Great shearwater with satellite tag affixed to its back spreads its wings in preparation to take flight.
Researchers release a satellite-tagged great shearwater. Studies of seabirds may provide indications of ecosystem health. Photo: Steve De Neef.

A Wild Ocean Place Near an Urban World

Stellwagen Bank National Marine Sanctuary encompasses 842-square-miles of open water, east of Boston between Cape Ann and Cape Cod. Stellwagen Bank, the geographic feature at the center of the sanctuary, is a critical factor in forcing upwelling currents that bring nutrients to the surface, creating a productive ecosystem in the region.

Sanctuary waters attract a myriad of species, including the critically endangered North Atlantic right whale, economically important groundfish and lobsters, and a wide variety of seabirds. The annual return of humpback whales makes Stellwagen Bank one of the world’s premier whale watching destinations. “The health of this ocean ecosystem is a driver for the local economy,” said DeCola. “But, the sanctuary and the wider ocean are undergoing significant changes,” he notes, pointing out that Gulf of Maine waters are warming faster than most of the world’s ocean, that right whale numbers continue to decline, and that other threats, like emerging contaminants are impacting water quality, and rising sound levels are threatening marine life.

Two scuba divers swim along the sides of a sanctuary shipwreck.
Sanctuary divers document a shipwreck that serves as a window into our maritime history. Photo: Matthew Lawrence/NOAA

Fifteen Action Plans to Meet Management Goals

The management plan review process started with an examination of the current issues and threats to sanctuary resources and evaluated the extent to which the 2010 management plan met the sanctuary’s goals and objectives in the 2020 Stellwagen Bank National Marine Sanctuary Condition Report.
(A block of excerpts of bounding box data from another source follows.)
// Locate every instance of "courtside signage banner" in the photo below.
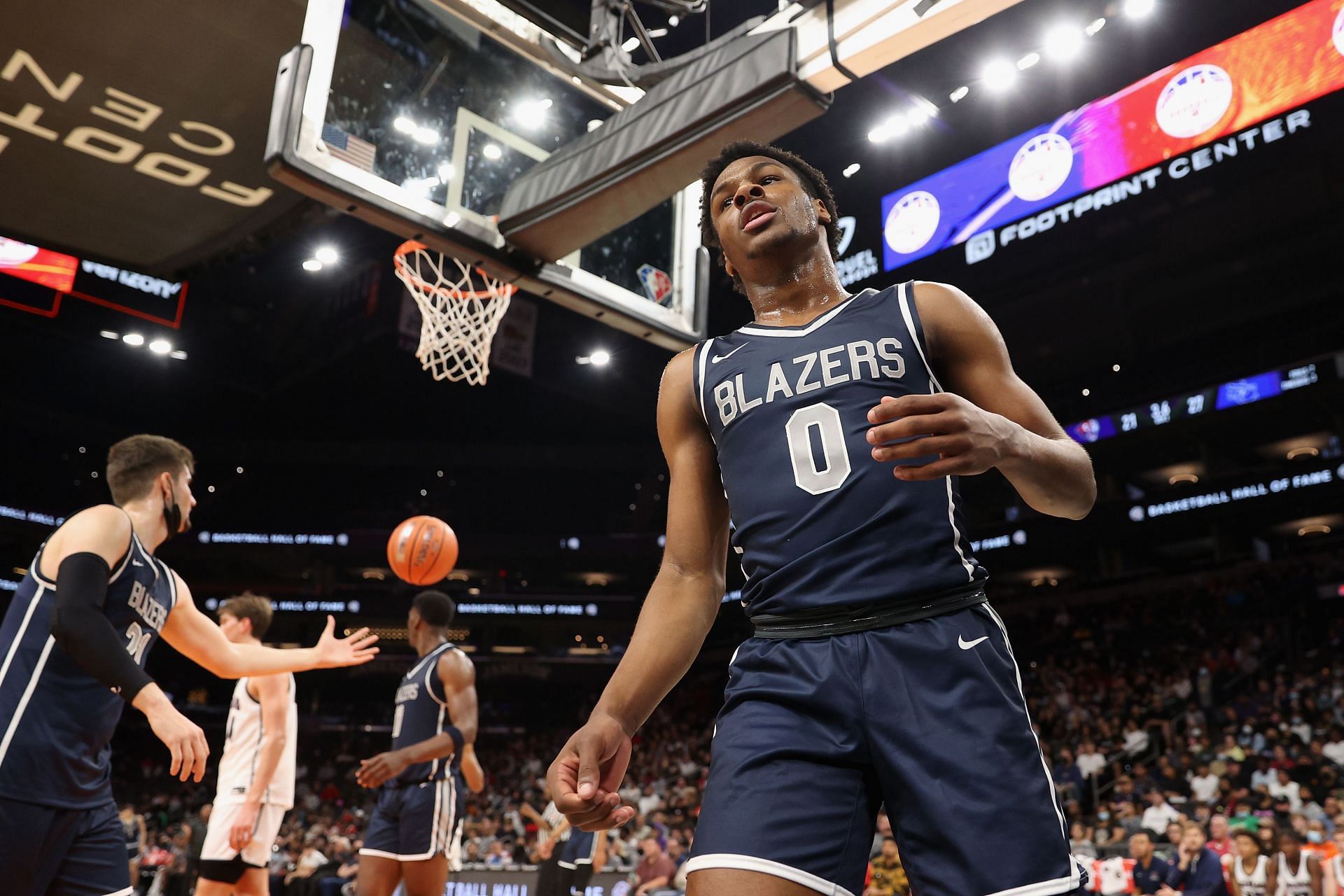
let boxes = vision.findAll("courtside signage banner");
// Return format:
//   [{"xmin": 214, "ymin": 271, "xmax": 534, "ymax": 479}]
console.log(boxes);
[
  {"xmin": 0, "ymin": 237, "xmax": 187, "ymax": 328},
  {"xmin": 882, "ymin": 0, "xmax": 1344, "ymax": 272}
]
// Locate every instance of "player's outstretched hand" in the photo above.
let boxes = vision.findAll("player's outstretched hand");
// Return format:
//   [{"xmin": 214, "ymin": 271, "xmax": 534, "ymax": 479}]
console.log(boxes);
[
  {"xmin": 145, "ymin": 700, "xmax": 210, "ymax": 780},
  {"xmin": 355, "ymin": 750, "xmax": 412, "ymax": 788},
  {"xmin": 868, "ymin": 392, "xmax": 1017, "ymax": 482},
  {"xmin": 546, "ymin": 713, "xmax": 634, "ymax": 830},
  {"xmin": 313, "ymin": 617, "xmax": 378, "ymax": 669}
]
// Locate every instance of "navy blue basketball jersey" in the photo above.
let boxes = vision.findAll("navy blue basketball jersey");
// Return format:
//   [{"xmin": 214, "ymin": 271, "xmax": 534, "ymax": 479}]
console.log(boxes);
[
  {"xmin": 0, "ymin": 535, "xmax": 177, "ymax": 808},
  {"xmin": 694, "ymin": 284, "xmax": 988, "ymax": 617},
  {"xmin": 393, "ymin": 643, "xmax": 461, "ymax": 783}
]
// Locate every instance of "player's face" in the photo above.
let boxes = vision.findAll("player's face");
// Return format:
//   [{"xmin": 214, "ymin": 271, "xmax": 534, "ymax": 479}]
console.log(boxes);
[
  {"xmin": 164, "ymin": 466, "xmax": 196, "ymax": 535},
  {"xmin": 710, "ymin": 156, "xmax": 830, "ymax": 276}
]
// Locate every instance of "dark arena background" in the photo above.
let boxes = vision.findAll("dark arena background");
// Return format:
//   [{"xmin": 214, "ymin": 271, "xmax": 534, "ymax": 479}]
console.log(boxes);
[{"xmin": 0, "ymin": 0, "xmax": 1344, "ymax": 896}]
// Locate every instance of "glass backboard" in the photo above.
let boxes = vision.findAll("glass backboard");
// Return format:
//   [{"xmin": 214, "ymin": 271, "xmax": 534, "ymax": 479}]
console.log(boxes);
[{"xmin": 267, "ymin": 0, "xmax": 704, "ymax": 348}]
With that baseline, sanctuary staff along with members of the Sanctuary Advisory Council developed a set of 15 draft action plans that outline how the sanctuary can best meet outstanding needs by continuing successful programs or developing new initiatives. For example, draft action plans focus on climate change, sound and its effects on marine life, water quality and contaminants that may threaten ecosystem health, marine mammal protection, and vessel traffic. The document also provides guidance for education and outreach activities, maritime heritage, infrastructure, research, and intergovernmental coordination.

“The management plan review process is a way for us to examine where we have been and where we are going,” says DeCola. “But this is not an insular process. Public petitions helped create the sanctuary in 1992, public scoping helped guide the beginning of the management plan review process two years ago, and public comments will assist us in finalizing a plan that will guide sanctuary management for the next 10 years.”

Recreational fisher reels in a catch from the deck of a charter fishing boat.
Fishing, both recreational and commercial, has been an important economic contributor to the sanctuary’s coastal communities. Photo: Anne-Marie Runfola/NOAA

The 15 Draft Action Plans

  • Marine Mammal Protection
  • Seabird Research
  • Vessel Traffic
  • Maritime Heritage and Cultural Landscapes
  • Compatible Uses
  • Climate Change
  • Education and Outreach
  • Interagency/Intergovernmental Coordination
  • Sanctuary Advisory Council
  • Research and Monitoring
  • Soundscape
  • Water Quality Monitoring
  • Habitat
  • Ecosystem Services
  • Administration and Infrastructure Capacity

Anne Smrcina is the education coordinator for Stellwagen Bank National Marine Sanctuary.